Carr: So those questions are connected. I decided Deathfat needs to be a theological project in addition to a practical one because a lot of fat people carry an immense amount of stigma and shame as well as fear and grief at the end of their lives. We need compassionate care that will address this in addition to improved end-of-life options. I pull from the lineage of HIV/AIDS advocacy and how we can provide spiritual care to people who’ve been told they’re responsible for their deaths, or who may be dealing with a lot of stigma or discrimination at the end of their lives and well before. Like other marginalized groups, fat people also face medical discrimination and mistreatment. They are often misdiagnosed or underdiagnosed, and there is a lot of research that speaks to many doctors’ resistance to providing the appropriate care to fat people. There are far too many stories of fat people who are diagnosed with debilitative or even terminal diseases that could have potentially been preventable, or they could have had a longer life or felt better for longer had doctors been more invested in providing the same level of care they would to a more “normal” body. Ellen Maud Bennett, who died in 2018 after years of being dismissed by doctors, used her obituary to condemn medical negligence and encourage fat people to fiercely advocate for themselves. Unfortunately, she is just one example. 

Practically, a big part of this is to encourage people to think about their healthcare proxy and who is going to advocate for them and be comfortable disagreeing with a doctor, going to be comfortable asking for additional testing, more or different medicine, and so on. A doula can be a good person to bring in if you don’t have people in your immediate life who feel comfortable advocating for you in that way. Doulas can help advocate for you and your loved ones. So I try to encourage clients or anyone who is learning from Deathfat to think about what’s important to them, and make sure that those wishes are written down and that you have healthcare proxies who will enforce them.

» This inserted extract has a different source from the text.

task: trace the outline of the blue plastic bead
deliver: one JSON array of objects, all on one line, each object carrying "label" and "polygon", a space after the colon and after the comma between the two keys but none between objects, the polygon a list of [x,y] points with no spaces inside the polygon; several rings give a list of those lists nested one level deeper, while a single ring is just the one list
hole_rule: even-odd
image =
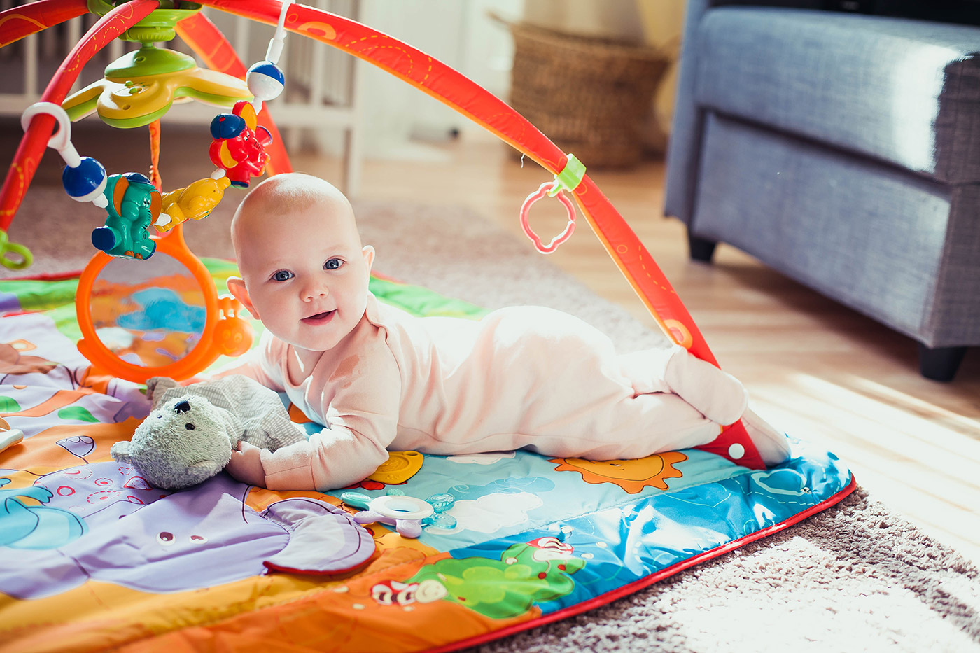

One element that’s been important for me, which is a spiritual and theological element, is to think about fat futures. For some Christians, for example, there’s this idea of a restoration after death. And so there’s a lot of discussion about what a restored body looks like. Professor Candida Moss does great work on this conversation around disability, but there’s a gap when it comes to fatness because people view fatness as mutable. So because it’s mutable, then theoretically the perfect restored body in Christ would be thin. So you also have people who are coming to the end of their lives who have not made peace with their bodies. And I’m not necessarily saying or advocating that they do make peace with their body, but I am hoping to kind of explore this idea on a case-by-case basis to say well, what do you imagine happens? Are there ways we can honor your body now? Are there ways that we can stop being at war with our bodies in this last portion of our lives? 

Other religions and traditions may and do offer people different ways of understanding their bodies in life and death. And even within any tradition, fatness is so complicated, and each person’s understanding and relationship will vary immensely. The spiritual role is to help people process all of this — the social and cultural elements, medical discrimination, death planning, funerals, grief and afterlives — and lean into some of the discomfort. I think as a death doula, you have to be willing to be uncomfortable. In Deathfat, that includes working with fat people who are not okay that they’re fat. There is no mandate for body positivity, but an acknowledgment that living and dying in a fat body is incredibly difficult, and fat people are all deserving of better options and care.  

Compassion & Choices: What are you most excited about for this summer fellowship?

Carr: I’m so excited to work with everyone! I feel very grateful to work with both community and clinical engagement, especially spiritual communities and the death doulas. I would love to be able to contribute something meaningful in my time with Compassion & Choices. I also hope I can contribute, even in small ways, to some of the discussions around advocacy and policy so they can be even more inclusive of disability and weight as part of diversity efforts.